Not all that long ago, Shkreli was doing a stream on periscope where he asked
people to call his personal number and tell him why they hated him. Most
people were calling him and making up stories about the drug price killing
their grandma or complaining about the wu-tang album, and his response was to
be friendly, down-to-earth, and even charming in a way while re-framing the
complaints into stuff that worked towards his favor (ie: "I gave the drug for
free to people who couldn't pay, nobody died" and "Wu-Tang needed money, I
like them, and they liked the offer I made"). For the most part it worked. He
was trying to make the point that he wasn't an evil, awful guy, and that any
"hate" people held for him was more of a trend of directing general anger
towards him, rather than genuine, personal, hatred.
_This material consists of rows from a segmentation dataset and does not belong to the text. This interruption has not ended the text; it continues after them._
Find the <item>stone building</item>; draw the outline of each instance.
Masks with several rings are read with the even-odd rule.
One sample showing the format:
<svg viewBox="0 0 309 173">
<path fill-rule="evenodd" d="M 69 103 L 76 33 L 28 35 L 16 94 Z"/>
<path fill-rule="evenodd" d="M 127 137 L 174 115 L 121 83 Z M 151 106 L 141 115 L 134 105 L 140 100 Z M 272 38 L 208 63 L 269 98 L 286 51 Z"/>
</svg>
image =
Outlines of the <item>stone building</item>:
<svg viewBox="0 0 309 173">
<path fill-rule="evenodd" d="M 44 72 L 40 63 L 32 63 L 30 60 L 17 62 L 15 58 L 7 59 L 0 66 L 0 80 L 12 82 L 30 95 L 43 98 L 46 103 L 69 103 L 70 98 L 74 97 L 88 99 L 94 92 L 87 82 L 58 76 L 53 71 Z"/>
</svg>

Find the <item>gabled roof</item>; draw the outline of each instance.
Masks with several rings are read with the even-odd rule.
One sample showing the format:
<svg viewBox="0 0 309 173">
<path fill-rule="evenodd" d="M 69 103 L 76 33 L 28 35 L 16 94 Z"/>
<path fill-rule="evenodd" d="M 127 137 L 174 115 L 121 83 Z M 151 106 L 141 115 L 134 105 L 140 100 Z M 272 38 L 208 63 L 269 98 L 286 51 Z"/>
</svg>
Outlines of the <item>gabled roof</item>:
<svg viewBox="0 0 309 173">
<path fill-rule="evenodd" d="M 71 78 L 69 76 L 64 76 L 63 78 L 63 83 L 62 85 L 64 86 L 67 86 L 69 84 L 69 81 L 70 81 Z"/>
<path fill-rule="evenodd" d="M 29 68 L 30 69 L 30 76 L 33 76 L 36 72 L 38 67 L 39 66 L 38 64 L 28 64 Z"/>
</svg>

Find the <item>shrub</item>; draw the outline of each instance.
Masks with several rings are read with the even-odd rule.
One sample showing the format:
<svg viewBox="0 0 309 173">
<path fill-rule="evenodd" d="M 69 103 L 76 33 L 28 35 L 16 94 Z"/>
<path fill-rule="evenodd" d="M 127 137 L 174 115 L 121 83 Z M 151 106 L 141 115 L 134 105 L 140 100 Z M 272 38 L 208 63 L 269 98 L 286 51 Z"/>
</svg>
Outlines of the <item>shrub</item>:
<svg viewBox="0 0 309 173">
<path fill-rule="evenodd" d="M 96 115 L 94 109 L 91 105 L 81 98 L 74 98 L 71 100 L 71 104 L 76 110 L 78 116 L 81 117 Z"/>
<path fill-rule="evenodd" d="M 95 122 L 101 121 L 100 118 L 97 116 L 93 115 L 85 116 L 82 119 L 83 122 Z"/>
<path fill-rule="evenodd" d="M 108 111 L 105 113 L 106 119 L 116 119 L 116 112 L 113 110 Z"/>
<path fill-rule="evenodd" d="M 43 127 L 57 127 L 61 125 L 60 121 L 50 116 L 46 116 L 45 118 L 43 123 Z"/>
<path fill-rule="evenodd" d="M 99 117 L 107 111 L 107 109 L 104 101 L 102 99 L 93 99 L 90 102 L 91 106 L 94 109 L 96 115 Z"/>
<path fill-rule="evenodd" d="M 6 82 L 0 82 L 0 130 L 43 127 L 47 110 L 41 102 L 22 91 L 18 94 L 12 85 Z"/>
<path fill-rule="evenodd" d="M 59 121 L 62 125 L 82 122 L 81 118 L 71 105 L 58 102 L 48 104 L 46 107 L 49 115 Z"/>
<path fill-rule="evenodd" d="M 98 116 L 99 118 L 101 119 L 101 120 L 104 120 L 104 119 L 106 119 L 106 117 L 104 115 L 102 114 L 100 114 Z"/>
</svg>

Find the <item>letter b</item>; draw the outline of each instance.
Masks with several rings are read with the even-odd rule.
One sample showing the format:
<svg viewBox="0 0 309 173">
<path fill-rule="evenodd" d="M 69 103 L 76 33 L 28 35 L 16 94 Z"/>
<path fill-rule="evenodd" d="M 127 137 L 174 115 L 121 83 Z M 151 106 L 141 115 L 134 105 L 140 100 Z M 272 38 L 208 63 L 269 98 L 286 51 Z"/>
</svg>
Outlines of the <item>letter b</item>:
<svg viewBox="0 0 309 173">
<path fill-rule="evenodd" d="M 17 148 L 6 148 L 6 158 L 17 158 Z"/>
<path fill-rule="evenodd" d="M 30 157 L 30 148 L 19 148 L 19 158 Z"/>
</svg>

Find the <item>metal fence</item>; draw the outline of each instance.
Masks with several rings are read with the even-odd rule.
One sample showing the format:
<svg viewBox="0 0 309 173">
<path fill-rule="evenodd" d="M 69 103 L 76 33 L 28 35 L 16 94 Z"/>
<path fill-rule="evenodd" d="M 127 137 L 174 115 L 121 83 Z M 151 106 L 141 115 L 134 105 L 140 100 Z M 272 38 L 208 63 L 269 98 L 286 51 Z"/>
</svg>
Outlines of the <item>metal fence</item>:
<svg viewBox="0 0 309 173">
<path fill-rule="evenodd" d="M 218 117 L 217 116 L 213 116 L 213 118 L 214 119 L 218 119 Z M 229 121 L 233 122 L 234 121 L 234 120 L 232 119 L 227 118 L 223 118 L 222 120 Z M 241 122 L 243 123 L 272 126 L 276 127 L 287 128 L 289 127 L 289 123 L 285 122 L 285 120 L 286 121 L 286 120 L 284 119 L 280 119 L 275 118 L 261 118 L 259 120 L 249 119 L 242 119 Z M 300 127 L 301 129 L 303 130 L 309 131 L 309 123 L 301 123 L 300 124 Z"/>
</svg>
On a whim though, a friend of mine and I called in, and by chance, we got
through. The friend told him we hated him, but not for any of that stuff in
the news. We hated him for squandering his wealth, time, and talents on
ridiculous social media trolling (like the periscope thing). This actually
seemed to get to him a bit, the conversation lasted at least 10 minutes. He
justified it by saying stuff like "Some people relax by drinking and doing
drugs, some people play sports, I like trolling people. What's the
difference?". Ultimately, he tried to convince us that he was still trying to
do meaningful stuff and that he wasn't obsessed with his social media presence
(he even held up some book about AngularJS he said he was reading for a new
startup to prove it, which we sorta laughed at). But he seemed a little
unsettled by how the whole thing ended (us hanging up on him after he kept
trying to maneuver out of the conversation in a way that made him look good).

I got the feeling that he truly thought anyone who spent more than a few
minutes with him would like him, and see through what he saw as an unfair
media assault on him. Maybe he had this same attitude going into court too.
Only reason I can think for him to behave so brashly throughout.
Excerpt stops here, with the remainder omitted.